The challenge, I think, is that food at that kind of restaurant, particularly if you are not a professional food critic, lacks a set of genres and comparables for you to make sense of it. Here’s what I mean: if you have a great slice of pizza, you know what makes a great slice. You have eaten pizza enough times not just to have strong preferences about thick v thin crust, saucy, loads of toppings v minimilist, but also to know what criteria to use to judge said slice. If you are a New Yorker, it’s probably going to be judged differently than if you are a Chicagoan. But that’s fine, of course. The point is that you have a referent for what your ideal pizza is going to be.

Likewise for most foods that you eat on a regular basis, and even new foods that you don’t eat on a regular basis. It is wonderful to taste new and delightful things prepared in an excellent fashion. They expand your taste. But at the same time, the foods at Per Se are a combination of small bites (there are many small plates) and tastes for which you probably have no referent. As Sifton notes about the green salad:

a simple garden salad is the functional equivalent of an aria — particularly as sung at Per Se, with compressed figs and young red beets, Hakurei turnips (small, plump and white, very cute in aspect), red ribbon sorrel and a coulis of pine nuts. Each flavor is bright, distinct, amazing, but none is so purely intense, as reduced to its essence, as the dense, fragrant craziness of the figs.

It’s out of this world, I have no doubt. But you don’t know if it’s sweet, bitter, sour, rich, bright. I found myself describing every dish as amazing, but like nothing I had eaten before. What’s so interesting about Per Se is not, as Sifton says, that it “represents the ideal of an American high-culture luxury restaurant.” It is almost a form of outsider art. And you know what? That’s roughly the same language people use to talk about elBulli, and Alinea, two other meccas of modern high gastronomy.

Which is kind of fabulous, really. Normally, outsider art is used to describe people whose work is created outside the bounds of cultural, artistic conventions. Watts Towers is a good example. There are many. Most of the time, outsider art remains, well, outside.
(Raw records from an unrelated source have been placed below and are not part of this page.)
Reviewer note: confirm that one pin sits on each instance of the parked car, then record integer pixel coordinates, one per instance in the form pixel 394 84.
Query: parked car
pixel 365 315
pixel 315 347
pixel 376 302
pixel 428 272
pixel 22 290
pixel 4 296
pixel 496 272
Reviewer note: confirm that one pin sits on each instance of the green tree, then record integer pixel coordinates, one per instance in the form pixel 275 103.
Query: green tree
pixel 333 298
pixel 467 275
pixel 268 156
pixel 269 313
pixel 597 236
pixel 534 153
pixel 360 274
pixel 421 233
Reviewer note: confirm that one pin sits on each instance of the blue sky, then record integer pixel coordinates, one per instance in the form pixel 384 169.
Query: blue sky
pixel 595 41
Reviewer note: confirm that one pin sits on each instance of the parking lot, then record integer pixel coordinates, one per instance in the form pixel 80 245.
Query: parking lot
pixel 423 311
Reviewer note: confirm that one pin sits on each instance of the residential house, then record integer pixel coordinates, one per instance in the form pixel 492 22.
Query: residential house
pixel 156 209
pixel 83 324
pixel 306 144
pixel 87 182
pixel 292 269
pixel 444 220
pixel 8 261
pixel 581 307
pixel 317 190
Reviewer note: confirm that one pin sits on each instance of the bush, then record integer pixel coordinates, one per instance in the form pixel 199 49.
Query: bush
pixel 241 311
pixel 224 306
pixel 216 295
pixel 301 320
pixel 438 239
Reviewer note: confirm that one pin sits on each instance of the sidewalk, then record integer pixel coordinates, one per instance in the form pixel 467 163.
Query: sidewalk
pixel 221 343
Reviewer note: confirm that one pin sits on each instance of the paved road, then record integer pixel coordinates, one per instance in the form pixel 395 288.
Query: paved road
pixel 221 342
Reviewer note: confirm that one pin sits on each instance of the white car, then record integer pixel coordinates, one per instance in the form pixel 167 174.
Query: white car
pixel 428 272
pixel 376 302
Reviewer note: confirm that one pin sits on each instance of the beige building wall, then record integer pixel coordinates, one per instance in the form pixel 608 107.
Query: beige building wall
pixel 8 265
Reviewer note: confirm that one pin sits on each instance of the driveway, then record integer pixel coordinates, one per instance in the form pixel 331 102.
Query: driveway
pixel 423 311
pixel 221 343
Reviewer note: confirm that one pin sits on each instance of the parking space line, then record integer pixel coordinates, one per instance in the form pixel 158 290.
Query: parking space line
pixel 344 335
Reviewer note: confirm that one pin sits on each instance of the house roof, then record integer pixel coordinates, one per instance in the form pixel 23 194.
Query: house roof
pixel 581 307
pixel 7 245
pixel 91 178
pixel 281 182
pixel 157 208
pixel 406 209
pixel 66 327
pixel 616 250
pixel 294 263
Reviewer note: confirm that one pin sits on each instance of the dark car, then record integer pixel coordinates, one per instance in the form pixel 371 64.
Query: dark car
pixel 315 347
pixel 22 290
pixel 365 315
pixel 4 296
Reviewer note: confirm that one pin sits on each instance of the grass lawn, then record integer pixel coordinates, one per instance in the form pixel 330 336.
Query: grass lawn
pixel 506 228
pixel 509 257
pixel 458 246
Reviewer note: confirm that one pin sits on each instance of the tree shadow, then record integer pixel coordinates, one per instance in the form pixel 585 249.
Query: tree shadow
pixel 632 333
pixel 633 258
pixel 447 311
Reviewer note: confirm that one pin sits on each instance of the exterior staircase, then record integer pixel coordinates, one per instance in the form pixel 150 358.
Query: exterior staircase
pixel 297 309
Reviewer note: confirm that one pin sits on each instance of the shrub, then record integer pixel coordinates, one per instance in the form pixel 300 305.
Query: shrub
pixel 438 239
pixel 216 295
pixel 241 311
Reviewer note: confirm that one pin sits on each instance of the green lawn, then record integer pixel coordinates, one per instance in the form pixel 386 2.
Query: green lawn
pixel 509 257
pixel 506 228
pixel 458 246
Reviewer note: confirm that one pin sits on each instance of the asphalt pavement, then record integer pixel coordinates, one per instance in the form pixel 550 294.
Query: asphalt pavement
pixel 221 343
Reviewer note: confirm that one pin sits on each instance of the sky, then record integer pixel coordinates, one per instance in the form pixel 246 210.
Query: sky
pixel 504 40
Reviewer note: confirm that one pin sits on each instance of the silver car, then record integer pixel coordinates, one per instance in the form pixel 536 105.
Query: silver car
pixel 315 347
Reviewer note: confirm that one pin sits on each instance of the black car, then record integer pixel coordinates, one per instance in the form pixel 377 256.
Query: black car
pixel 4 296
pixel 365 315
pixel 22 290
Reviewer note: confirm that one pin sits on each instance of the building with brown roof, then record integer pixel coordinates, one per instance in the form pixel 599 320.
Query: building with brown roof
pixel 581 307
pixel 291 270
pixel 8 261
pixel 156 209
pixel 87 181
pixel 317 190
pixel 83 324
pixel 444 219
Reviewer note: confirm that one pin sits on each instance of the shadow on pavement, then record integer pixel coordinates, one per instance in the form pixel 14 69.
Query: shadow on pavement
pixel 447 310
But sometimes its aesthetic, form, technique, or ideals get incorporated into the existing orbit of ‘conventional’ art, changing those conventions.

But Per Se is happening at a different kind level, the same way that molecular gastronomy and elBulli-type innovation works. Here is how Anthony Bourdain described Thomas Keller in a Cook’s Tour:

What’s missing from all the wild praise of Keller, his cooks, his restaurant, and his cookbook is how different he is. You can’t honestly use terms like the best or better or even perfect when you’re talking about Thomas Keller, because he’s not really competing with anybody. He’s playing a game whose rules are known only to him. He’s doing things most chefs would never attempt – in ways unthinkable to most. Everything about him and the French Laundry experience is different from most fine dining experiences; and Keller himself is a thing apart, a man hunting much bigger game, with very different ambitions than most of his peers.

It’s possible, I think, to simply chalk this up to Weberian charismatic authority, as with someone like Steve Jobs. But I think it’s helpful in the case of Per Se to think about how conventions ground us. I came out of Per Se thinking that it was a wonderful meal, but not one that I can even remember in any kind of detail – there wasn’t enough that I was familiar enough with for me to do that. I had a gnocchi dish once at Tru in Chicago that made me swoon; a wild combination of substantial but not heavy, rich without cloying. I still remember how it tasted. By contrast, I can’t remember a single dish I had at Per Se. They were heavenly, but essentially all unreproducible.

And this, for me, is what’s interesting. Sometimes you can be different by doing what everyone else is doing, but doing it so much better that it takes on a kind of phase-shifting, difference-of-degree-becomes-difference-of-kind. This seems very different from doing something just plain different from what everyone else is doing. Analytically, it’s hard for me to articulate exactly how this is working, but it seems really important.